Plan Ahead for Sleep: If you have a partner, you need to talk about sharing duties beforehand. Babies eat every 3-hours. Let your partner (or mom or whoever is helping you out) feed the baby at midnight and 6am while you take the 9pm and 3am. Even if you’re breastfeeding, pump some during the day so that you can sleep through at least one of those two feeds, even if it’s every once in a while.

The Power of the Swaddle: Most babies like to be swaddled and it’ll help them go to sleep and stay that way. Ask the nurses to show you how to do it several times. It’s an art. Learn it. Love it. And buy like 100 receiving blankets (from BabyDepot, if you want a good deal) so you can do it always, especially while baby needs help regulating his temp. Be sure to get soft ones. Baby’s skin is brand new.

Make Feeding Baby Easy: There’s nothing more annoying than having had an epidural or spinal in your back and it aching for weeks afterward because of your bad posture when you feed baby. Get a Boppy Pillow and use it whether you’re bottle feeding or breastfeeding. Don’t be like me. I thought they were superfluous. I was wrong. They rock.

Feed Yourself and Drink: You need to eat to keep up your strength, keep you from being cranky and to make sure your breastmilk comes-in and stays strong. Drink lots of water, too. This goes for your partner as well.

Take Care of Your Back: An epidural or spinal can take some time to get over being sore. Also, your whole center of gravity just changed. So, try laying-off your back. Think smart before bending. For example, I don’t know who came up with it, but the inventor of the “second shelf” in the playpen needs a Nobel Peace Prize. I can change a diaper in that and put baby to sleep without hardly bending. No more backache for me.

Time is of the Essence: Imagine a scenario where you’ve been up for over 24-hours while someone tiny and cute yells at you that their 5th dinner isn’t ready, it’s 3am and now you have to microwave water?! Um, no. The bottle warmer can shave anywhere between 3-5 minutes off warming a bottle. So. Worth. It. Apply that theory to everything and find time-shortcuts. Or just let baby cry. You decide.

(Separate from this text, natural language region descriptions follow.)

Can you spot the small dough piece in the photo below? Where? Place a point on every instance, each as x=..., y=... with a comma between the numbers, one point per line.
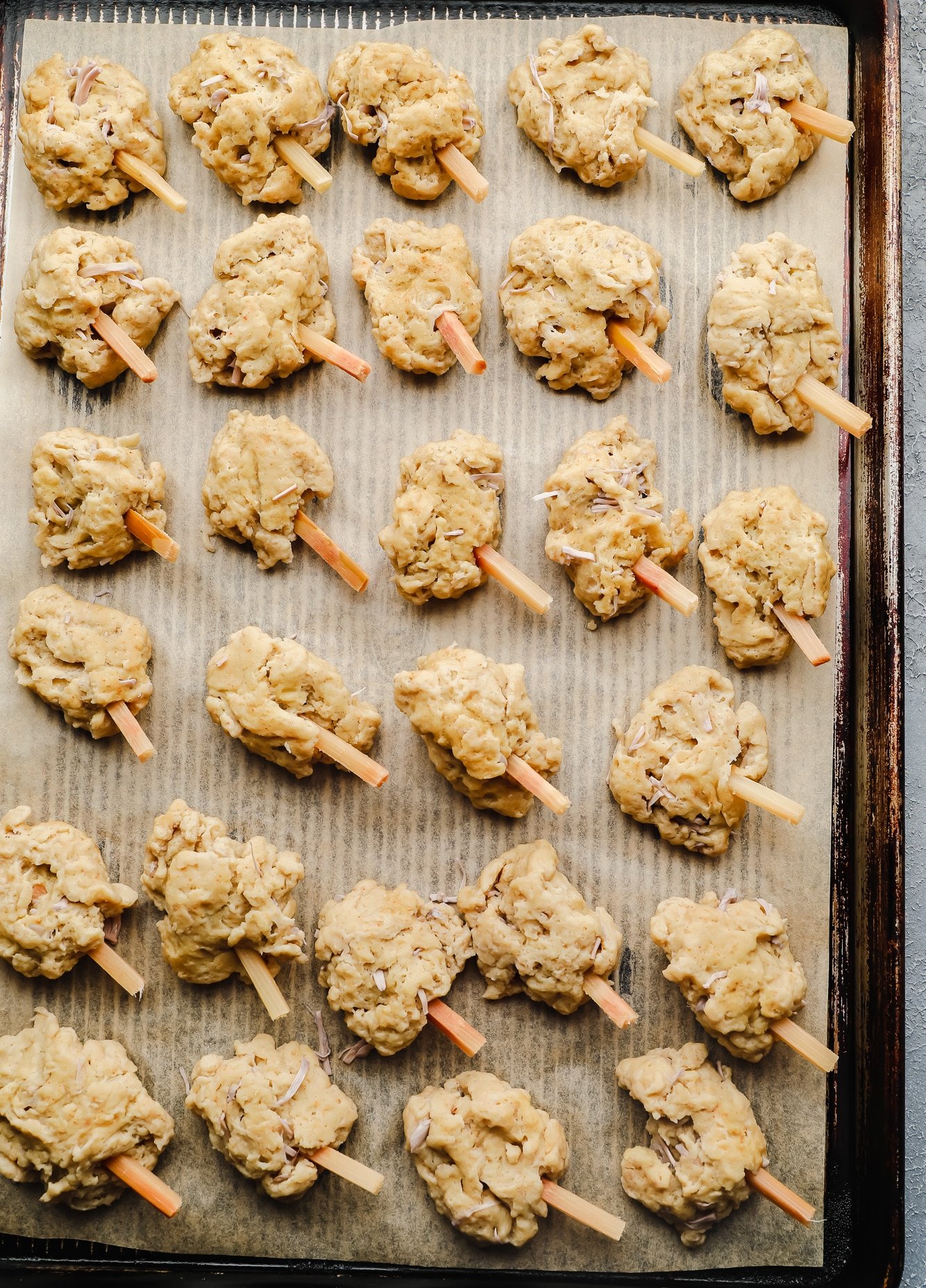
x=732, y=110
x=410, y=275
x=771, y=323
x=271, y=277
x=703, y=1137
x=81, y=657
x=72, y=275
x=445, y=487
x=66, y=1107
x=405, y=102
x=732, y=960
x=54, y=895
x=382, y=951
x=485, y=1149
x=70, y=149
x=83, y=487
x=608, y=505
x=569, y=277
x=764, y=548
x=273, y=695
x=262, y=472
x=241, y=1100
x=534, y=933
x=473, y=714
x=219, y=894
x=673, y=765
x=580, y=99
x=240, y=93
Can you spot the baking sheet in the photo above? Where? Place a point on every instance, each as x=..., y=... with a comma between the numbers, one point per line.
x=416, y=827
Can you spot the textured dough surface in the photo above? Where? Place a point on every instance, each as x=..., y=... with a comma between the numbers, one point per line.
x=566, y=280
x=385, y=954
x=673, y=765
x=473, y=714
x=485, y=1155
x=703, y=1139
x=66, y=1107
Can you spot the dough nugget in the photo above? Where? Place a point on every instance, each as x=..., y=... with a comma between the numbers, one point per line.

Organization is SO Important: We have way too many things now. Little outfits (dirty and clean), 100 receiving blankets (again, dirty and clean), bottles (OMG, dirty and clean), breastfeeding equipment (gah! there’s a trend!), and diaper change materials (yup, both kinds). I have 8 laundry baskets, 45 tubs, 99 wicker baskets and I still don’t have enough. But if I didn’t have all these, there’d be chaos in the streets. I need organization so I can find my brain.